COVID-19 Stimulus Checks: Yes, Banks Can Seize Payments to Offset Debt

Getty How much would you receive in the second round of stimulus payments?

Americans who owe debt to their banks might be forced to say goodbye to their COVID-19 stimulus checks before ever getting the chance to consider how to use the money. This is because Economic Impact Payments, as they’re called by the IRS, are not exempt from private debt collection. So if your stimulus payment is deposited into an account in which you owe your bank money (for overdraft fees, for example), then your bank has the right to take all or part of your stimulus payment out of your account to offset your debt.

This might be cause for alarm for millions of Americans who have been anticipating their stimulus payment. Politicians including Sens. Elizabeth Warren, Josh Hawley, and Sherrod Brown have voiced concerns about this very problem and have called for stronger restrictions around debt collection and stimulus payments, but to no avail.

Brown and Hawley wrote a joint letter to Treasury Secretary Steven Mnuchin on April 9 requesting stimulus payments be exempt from private debt collection. According to The Hill, the senators wrote, “To carry out Congress’s intent and ensure that American families receive the help they need, we ask that you immediately exercise your authority to protect these payments from private debt collectors.”

The Treasury has yet to announce any exemption.

Here’s what you need to know:

Here’s How, & in What Context, Your Bank Might Take Your Stimulus Payment to Offset Debt

According to The American Prospect, debt collectors like banks are allowed to seize your stimulus payment because Congress did not exempt these payments from private debt collection.

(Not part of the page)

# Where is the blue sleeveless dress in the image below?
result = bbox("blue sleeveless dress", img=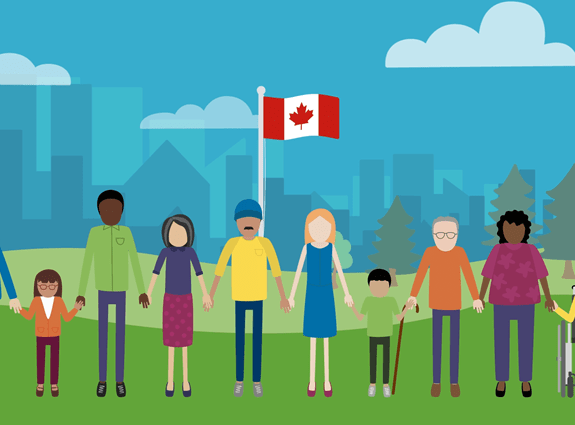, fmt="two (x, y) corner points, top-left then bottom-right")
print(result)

The American Prospect acquired audio from a webinar with banking officials hosted by the Treasury Department last week in which Ronda Kent, chief disbursing officer with Treasury’s Bureau of the Fiscal Service, explained that banks do have the right to “collect” payments “if the payee owes an outstanding loan or other payments to the bank.” You can listen to the audio via The American Prospect.

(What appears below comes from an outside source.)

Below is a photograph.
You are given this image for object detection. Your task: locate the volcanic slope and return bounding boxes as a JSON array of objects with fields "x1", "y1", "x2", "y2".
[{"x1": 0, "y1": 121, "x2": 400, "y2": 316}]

Just because you have debt, though, doesn’t mean your bank will take your payment. You have to have a specific kind of debt for your bank to have that right.

Stimulus payments are exempt from certain types of debt collection. A bank can’t take a person’s stimulus payment over just any kind of debt; it has to be private debt. If a person has debt with a state or federal agency, they can still receive their stimulus payment, unless that debt is related to child support.

An anonymous source at a financial institution offered an example of an instance in which a bank might take a person’s stimulus check:

There are hundreds of thousands of people out there who use overdraft services all the time. We allow it up to $1,000. Because of the fees involved, the people can’t keep up and inevitably they abandon it, taking the loss and the hit to their credit. I can’t tell you how many accounts we have charged off with $1,000 in them. With those accounts, if that was where you had direct deposit, the stimulus payment will still post to them.

Of course, just because a bank has the right to seize payments, it doesn’t mean the institution will choose to do so.